Bahkan jika Anda tidak sering dimintai saran, Anda tetap perlu mendengarkan orang-orang lain dengan penuh empati, misalnya bila seorang teman datang kepada Anda untuk mendapat penghiburan. Sebagaimana dikatakan amsal Alkitab, berbicara sebelum mendengar dapat mendatangkan rasa malu. (Amsal 18:13) Kalau begitu, dengan cara apa saja kita dapat memperlihatkan diri sebagai pendengar yang berempati?
Selamilah Perasaan Orang Lain
Bagaimanakah seorang pendengar yang berempati itu? Webster’s New Collegiate Dictionary mendefinisikan ”empati”: ”Kesanggupan untuk turut merasakan perasaan atau gagasan orang lain.” Kamus yang sama mendefinisikan kata ”mendengarkan”: ”Mendengar dengan perhatian penuh.” Jadi, seorang pendengar yang berempati berbuat lebih daripada sekadar mendengar apa yang dikatakan orang lain. Ia menaruh perhatian dan turut merasakan gagasan dan perasaan orang tersebut.
Ini menuntut agar kita menyelami apa yang kita dengarkan, tidak membiarkan pikiran kita melayang. Bahkan, berpikir tentang cara Anda hendak menjawab membuat Anda kurang begitu mendengarkan. Disiplinlah diri Anda sendiri untuk tetap terpusat pada apa yang dikatakan orang lain.
Tataplah secara langsung orang yang sedang berbicara kepada Anda. Jika mata Anda mengembara, Anda akan tampak tidak berminat. Amati isyarat dan gerak-geriknya. Apakah ia tersenyum atau merengut? Apakah matanya memancarkan humor, kesedihan, atau kecemasan? Apakah sesuatu yang disiratkannya bernada penting? Jangan khawatir akan jawaban Anda; itu akan datang dengan sendirinya apabila Anda mendengarkan dengan perhatian terpusat.

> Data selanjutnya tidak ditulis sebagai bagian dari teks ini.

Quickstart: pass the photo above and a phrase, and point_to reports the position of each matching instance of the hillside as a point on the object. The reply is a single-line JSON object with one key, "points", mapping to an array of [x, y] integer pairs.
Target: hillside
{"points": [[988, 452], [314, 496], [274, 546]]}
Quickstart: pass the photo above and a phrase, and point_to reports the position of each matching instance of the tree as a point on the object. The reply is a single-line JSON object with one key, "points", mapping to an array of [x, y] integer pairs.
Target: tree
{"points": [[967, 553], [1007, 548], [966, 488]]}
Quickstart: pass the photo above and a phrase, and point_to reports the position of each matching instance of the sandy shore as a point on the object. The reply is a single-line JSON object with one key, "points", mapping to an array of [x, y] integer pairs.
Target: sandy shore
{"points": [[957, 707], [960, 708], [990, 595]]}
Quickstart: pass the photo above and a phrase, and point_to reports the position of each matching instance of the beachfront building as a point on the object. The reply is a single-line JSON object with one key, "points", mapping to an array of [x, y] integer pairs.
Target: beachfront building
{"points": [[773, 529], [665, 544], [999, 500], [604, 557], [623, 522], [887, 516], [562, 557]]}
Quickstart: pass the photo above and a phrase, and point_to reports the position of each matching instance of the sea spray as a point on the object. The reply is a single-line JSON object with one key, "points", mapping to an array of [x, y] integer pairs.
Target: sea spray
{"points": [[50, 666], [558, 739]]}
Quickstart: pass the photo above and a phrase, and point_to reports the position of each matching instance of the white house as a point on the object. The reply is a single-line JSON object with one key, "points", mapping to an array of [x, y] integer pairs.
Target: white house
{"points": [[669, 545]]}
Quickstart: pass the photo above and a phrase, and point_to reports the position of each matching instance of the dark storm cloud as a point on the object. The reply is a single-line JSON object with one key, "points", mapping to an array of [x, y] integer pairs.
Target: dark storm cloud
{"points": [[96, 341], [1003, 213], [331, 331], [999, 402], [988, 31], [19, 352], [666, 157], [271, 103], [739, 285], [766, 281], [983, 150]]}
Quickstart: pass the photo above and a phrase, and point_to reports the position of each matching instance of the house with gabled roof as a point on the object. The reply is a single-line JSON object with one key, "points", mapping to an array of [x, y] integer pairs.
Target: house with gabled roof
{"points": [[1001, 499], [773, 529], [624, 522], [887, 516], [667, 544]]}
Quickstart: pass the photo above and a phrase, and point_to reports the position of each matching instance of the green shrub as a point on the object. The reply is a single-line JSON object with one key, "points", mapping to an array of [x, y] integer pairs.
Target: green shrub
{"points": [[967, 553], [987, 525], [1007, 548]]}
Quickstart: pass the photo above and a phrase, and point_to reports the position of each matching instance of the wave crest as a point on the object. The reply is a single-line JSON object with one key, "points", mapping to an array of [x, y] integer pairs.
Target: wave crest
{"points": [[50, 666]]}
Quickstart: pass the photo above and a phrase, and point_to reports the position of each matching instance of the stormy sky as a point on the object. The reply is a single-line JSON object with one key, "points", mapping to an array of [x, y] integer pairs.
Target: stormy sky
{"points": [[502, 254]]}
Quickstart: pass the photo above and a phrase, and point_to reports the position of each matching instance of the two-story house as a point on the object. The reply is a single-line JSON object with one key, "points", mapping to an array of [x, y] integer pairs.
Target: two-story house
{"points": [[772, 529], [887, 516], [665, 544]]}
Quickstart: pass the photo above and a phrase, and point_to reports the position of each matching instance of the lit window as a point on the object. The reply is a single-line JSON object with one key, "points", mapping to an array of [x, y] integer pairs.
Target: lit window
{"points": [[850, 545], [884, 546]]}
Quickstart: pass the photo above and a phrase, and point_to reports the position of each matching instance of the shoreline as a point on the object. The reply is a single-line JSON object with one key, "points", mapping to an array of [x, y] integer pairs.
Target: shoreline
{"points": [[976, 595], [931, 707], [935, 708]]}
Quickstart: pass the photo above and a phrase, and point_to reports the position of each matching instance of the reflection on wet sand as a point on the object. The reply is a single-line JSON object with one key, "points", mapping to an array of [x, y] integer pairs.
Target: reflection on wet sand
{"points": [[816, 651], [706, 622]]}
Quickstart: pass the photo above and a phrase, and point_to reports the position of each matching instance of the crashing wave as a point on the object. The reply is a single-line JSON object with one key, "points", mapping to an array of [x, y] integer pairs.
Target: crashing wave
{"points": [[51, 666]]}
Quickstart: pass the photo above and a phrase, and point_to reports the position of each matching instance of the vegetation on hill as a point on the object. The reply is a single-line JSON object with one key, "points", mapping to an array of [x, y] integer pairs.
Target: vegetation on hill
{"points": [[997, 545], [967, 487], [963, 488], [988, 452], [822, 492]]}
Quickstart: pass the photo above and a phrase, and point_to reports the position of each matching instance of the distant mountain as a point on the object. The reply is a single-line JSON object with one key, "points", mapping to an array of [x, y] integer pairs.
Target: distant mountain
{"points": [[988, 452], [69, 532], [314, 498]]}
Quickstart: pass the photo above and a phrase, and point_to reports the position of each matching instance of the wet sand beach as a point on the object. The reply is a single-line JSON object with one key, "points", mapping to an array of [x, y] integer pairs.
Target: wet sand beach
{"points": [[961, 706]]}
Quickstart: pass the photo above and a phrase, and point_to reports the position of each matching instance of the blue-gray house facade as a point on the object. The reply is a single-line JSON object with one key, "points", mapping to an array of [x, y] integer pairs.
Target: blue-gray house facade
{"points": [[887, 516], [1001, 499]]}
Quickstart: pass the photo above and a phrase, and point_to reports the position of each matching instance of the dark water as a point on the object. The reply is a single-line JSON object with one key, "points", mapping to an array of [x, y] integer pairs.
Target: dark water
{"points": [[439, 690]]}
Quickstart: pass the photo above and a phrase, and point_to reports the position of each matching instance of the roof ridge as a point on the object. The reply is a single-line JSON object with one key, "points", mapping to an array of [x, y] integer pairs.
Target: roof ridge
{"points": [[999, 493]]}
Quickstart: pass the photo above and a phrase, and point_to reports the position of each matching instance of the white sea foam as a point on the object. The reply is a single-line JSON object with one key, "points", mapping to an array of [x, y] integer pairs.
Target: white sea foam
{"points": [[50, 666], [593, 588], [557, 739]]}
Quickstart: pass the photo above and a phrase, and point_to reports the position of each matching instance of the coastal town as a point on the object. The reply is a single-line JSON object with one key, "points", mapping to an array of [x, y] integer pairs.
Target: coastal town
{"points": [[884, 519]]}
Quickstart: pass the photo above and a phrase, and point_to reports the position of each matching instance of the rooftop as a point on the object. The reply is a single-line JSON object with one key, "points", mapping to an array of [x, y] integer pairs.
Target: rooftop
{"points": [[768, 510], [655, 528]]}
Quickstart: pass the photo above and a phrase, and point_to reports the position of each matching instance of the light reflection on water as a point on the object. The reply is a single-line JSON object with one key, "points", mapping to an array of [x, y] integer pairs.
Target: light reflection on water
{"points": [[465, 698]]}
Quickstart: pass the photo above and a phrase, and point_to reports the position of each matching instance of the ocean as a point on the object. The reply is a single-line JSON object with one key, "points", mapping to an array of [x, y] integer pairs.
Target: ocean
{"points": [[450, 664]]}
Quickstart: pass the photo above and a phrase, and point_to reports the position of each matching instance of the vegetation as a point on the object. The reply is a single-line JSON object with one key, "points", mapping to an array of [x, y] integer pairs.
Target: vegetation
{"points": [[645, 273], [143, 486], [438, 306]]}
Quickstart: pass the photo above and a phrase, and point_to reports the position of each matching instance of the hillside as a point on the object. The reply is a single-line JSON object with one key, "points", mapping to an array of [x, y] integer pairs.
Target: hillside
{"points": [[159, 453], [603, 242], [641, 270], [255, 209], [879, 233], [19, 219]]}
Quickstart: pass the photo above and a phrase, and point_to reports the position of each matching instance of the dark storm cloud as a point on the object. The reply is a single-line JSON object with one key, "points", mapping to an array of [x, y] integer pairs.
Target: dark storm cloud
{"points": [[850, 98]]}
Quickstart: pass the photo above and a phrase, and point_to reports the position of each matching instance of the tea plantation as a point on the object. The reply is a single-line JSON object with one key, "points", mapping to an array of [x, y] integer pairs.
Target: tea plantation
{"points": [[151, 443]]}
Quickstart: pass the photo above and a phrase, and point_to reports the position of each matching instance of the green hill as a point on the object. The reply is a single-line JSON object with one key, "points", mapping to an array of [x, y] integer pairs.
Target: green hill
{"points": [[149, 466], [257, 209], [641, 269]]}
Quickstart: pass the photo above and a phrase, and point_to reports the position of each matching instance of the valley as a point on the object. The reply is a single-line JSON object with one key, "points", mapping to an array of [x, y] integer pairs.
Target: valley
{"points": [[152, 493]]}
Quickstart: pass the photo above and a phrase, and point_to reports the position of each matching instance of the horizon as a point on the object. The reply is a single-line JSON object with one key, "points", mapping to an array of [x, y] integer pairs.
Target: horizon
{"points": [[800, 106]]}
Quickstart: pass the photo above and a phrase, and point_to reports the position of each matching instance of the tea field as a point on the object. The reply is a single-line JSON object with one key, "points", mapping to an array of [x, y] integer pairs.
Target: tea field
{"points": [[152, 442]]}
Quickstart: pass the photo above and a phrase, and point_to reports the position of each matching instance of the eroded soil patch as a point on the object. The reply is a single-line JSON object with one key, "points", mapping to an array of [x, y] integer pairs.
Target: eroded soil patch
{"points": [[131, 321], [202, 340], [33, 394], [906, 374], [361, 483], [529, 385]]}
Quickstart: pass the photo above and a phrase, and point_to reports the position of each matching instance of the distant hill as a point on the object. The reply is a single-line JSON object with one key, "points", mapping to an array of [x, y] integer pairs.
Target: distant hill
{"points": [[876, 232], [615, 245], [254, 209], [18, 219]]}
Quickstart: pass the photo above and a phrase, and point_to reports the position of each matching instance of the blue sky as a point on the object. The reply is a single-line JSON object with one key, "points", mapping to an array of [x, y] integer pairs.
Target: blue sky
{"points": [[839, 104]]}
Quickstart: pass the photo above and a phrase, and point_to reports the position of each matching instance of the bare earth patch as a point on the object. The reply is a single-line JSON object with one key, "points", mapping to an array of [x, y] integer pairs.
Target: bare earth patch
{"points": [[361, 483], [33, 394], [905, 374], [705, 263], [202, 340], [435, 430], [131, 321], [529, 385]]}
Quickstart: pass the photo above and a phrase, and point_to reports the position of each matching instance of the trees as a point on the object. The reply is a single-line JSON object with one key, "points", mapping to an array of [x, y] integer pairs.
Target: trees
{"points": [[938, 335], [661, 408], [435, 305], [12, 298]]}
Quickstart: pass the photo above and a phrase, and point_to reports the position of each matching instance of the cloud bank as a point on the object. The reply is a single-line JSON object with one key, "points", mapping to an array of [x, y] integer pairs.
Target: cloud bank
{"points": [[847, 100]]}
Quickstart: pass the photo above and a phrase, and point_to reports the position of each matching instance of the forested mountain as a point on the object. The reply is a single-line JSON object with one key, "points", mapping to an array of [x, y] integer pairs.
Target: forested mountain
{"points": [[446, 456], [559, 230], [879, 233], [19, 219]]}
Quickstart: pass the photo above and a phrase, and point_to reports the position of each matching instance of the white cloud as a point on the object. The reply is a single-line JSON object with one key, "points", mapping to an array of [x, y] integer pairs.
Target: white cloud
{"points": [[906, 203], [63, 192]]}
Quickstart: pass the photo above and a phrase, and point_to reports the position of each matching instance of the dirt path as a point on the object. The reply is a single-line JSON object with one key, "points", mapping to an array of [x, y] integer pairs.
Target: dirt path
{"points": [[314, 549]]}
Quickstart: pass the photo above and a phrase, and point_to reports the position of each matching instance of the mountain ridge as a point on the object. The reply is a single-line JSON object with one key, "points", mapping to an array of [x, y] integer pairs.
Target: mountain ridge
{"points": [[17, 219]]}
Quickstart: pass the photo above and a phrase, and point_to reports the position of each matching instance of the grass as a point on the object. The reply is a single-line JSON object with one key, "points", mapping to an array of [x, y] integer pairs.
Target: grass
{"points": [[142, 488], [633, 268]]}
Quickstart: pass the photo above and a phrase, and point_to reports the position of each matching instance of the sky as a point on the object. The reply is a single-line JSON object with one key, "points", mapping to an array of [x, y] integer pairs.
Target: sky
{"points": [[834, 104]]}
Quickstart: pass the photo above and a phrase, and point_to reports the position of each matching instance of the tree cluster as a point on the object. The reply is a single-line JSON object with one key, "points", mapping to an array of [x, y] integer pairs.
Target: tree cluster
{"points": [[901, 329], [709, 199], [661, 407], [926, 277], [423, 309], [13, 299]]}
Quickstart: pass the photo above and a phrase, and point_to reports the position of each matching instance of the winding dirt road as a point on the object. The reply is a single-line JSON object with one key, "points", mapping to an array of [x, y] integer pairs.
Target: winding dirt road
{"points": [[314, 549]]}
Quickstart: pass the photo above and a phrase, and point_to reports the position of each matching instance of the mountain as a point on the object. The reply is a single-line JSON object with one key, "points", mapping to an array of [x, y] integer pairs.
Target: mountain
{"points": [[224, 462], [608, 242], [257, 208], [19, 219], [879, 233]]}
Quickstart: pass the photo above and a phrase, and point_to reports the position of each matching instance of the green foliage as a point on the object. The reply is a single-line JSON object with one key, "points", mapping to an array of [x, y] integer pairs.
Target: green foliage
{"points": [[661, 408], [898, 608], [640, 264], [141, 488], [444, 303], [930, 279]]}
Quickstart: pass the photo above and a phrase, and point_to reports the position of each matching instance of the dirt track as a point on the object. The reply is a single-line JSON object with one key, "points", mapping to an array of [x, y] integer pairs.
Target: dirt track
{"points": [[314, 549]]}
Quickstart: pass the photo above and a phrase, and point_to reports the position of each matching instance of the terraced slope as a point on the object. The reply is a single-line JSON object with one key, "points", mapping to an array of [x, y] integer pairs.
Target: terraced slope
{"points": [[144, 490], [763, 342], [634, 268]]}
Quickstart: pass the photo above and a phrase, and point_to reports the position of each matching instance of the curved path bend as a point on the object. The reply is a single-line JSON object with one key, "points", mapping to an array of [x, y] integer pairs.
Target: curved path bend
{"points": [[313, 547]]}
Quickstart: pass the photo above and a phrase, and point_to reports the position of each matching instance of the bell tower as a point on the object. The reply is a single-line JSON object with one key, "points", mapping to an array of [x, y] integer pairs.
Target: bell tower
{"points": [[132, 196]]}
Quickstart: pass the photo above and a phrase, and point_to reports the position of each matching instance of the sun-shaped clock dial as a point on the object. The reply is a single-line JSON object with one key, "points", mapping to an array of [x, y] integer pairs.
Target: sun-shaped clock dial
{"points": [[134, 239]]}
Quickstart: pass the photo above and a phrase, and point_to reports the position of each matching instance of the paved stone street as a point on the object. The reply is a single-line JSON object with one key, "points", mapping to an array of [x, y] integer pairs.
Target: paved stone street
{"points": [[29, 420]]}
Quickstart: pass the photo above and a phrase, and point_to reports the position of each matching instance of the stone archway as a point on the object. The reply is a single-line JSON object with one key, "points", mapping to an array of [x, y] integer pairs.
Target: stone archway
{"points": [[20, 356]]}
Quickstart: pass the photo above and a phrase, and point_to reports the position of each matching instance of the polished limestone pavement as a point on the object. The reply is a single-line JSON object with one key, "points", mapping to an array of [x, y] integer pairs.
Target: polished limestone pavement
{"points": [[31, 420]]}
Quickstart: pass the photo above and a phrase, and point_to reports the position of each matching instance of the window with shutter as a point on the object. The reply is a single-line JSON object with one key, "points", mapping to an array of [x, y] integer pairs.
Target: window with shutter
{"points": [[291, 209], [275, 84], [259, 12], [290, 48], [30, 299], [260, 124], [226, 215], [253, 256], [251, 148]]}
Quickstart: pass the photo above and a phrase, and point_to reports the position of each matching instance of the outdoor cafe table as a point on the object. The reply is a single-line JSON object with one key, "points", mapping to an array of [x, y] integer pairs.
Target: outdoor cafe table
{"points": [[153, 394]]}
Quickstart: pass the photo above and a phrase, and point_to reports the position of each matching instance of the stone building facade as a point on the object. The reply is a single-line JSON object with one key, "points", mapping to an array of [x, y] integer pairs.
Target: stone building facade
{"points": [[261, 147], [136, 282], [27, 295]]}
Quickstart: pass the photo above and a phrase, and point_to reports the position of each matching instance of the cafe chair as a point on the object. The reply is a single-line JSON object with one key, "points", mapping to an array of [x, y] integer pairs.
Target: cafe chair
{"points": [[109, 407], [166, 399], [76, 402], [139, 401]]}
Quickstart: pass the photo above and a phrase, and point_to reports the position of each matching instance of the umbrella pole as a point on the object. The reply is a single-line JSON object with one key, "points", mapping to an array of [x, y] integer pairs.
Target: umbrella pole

Sewaktu mendengarkan, Anda mungkin akan mengangguk-anggukkan kepala dan melontarkan pernyataan penegasan, seperti ’Oh, ya’ dan ’Saya mengerti’. Ini dapat memperlihatkan bahwa Anda sedang mengikuti pembicaraan. Akan tetapi, jangan berpikir bahwa anggukan kepala dan kata-kata penegasan akan membuat orang menyangka bahwa Anda sedang mendengarkan padahal sebenarnya tidak. Malahan, apabila Anda menganggukkan kepala terlalu sering dan terus-menerus, ini malah menimbulkan kesan bahwa Anda merasa tidak sabar. Seolah-olah Anda sedang mengatakan, ’Cepat. Katakan dengan singkat apa maumu. Titik.’
Bagaimanapun juga, Anda tidak perlu merasa terlalu khawatir akan cara mendengarkan. Bersikaplah tulus sewaktu mendengarkan, maka tanggapan Anda akan mencerminkan ketulusan Anda.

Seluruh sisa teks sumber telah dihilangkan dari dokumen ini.